O entorno do igarapé abriga também populações de animais terrestres que estão ameaçadas, como o sauim-de-coleira, animal símbolo de Manaus. O ativista Jó Farah afirma que o pequeno primata está sendo soterrado junto com a nascente, devido aos desmatamentos e poluição.
“Com essa destruição, o sauim-de-coleira leva anos para mapear o seu caminho e fazer uma nova estrada para buscar alimento, proteção e lugar para dormir. Quando você corta essa estrada no meio é como se cortassem todas as estradas e tivessem abismos para chegar na sua casa. Esse animal representa exatamente essa catástrofe que a cidade vive por falta de respeito com os fragmentos florestais urbanos e com os animais que vivem neles”, denuncia o ativista.
No igarapé Água Branca vive ainda o tamanduaí, menor e menos conhecida espécie de tamanduá do mundo.

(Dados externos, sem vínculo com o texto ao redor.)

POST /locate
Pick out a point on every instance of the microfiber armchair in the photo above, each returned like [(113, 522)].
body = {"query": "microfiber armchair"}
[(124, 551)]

É um animal de aparição rara, por possuir hábitos noturnos. “Ele está perdendo seu habitat e corre o risco de desaparecer dessa região”, diz Jó Farah.
Luta pela preservação
Criado em 2018, o Projeto Trilha Ecológica Igarapé Água Branca trabalha com professores e alunos da rede pública a valorização do único igarapé vivo da cidade. Por meio de visitas guiadas no local, considerado um laboratório ecológico a céu aberto, mais de 200 alunos, principalmente os que moram perto de igarapés poluídos, já tiveram a oportunidade de conhecer o Água Branca e compreender o que é preciso fazer para que um igarapé não morra.
Jó Farah diz lutar pela vida do Água Branca porque as crianças dependem dele para voltar para as comunidades delas e replicar essa informação de preservação e lutar contra o lixo, contra a ocupação irregular, contra a falta de tratamento de esgoto.
A degradação causada no igarapé já foi levada à Justiça várias vezes. No dia 21 de fevereiro, Jó Farah defendeu, durante sessão na Câmara Municipal de Manaus, o desmatamento zero no Tarumã por pelo menos quatro anos. Para ele, é preciso proibir a emissão de novas licenças para qualquer área do Tarumã.
Segundo o ativista, a região precisa de um plano diretor para fazer com que os limites da área de proteção ambiental sejam respeitados. “Não se trata só do Água Branca, a luta maior é pelo rio Tarumã-Açu, que recebe o vômito de água podre de dezenas de igarapés. Essas obras ameaçam a existência do igarapé porque ele pode ser aterrado em todas as suas nascentes e daqui a pouco a gente não vai mais ter água”.
Por Nicoly Ambrosio – Agência Amazônia Real.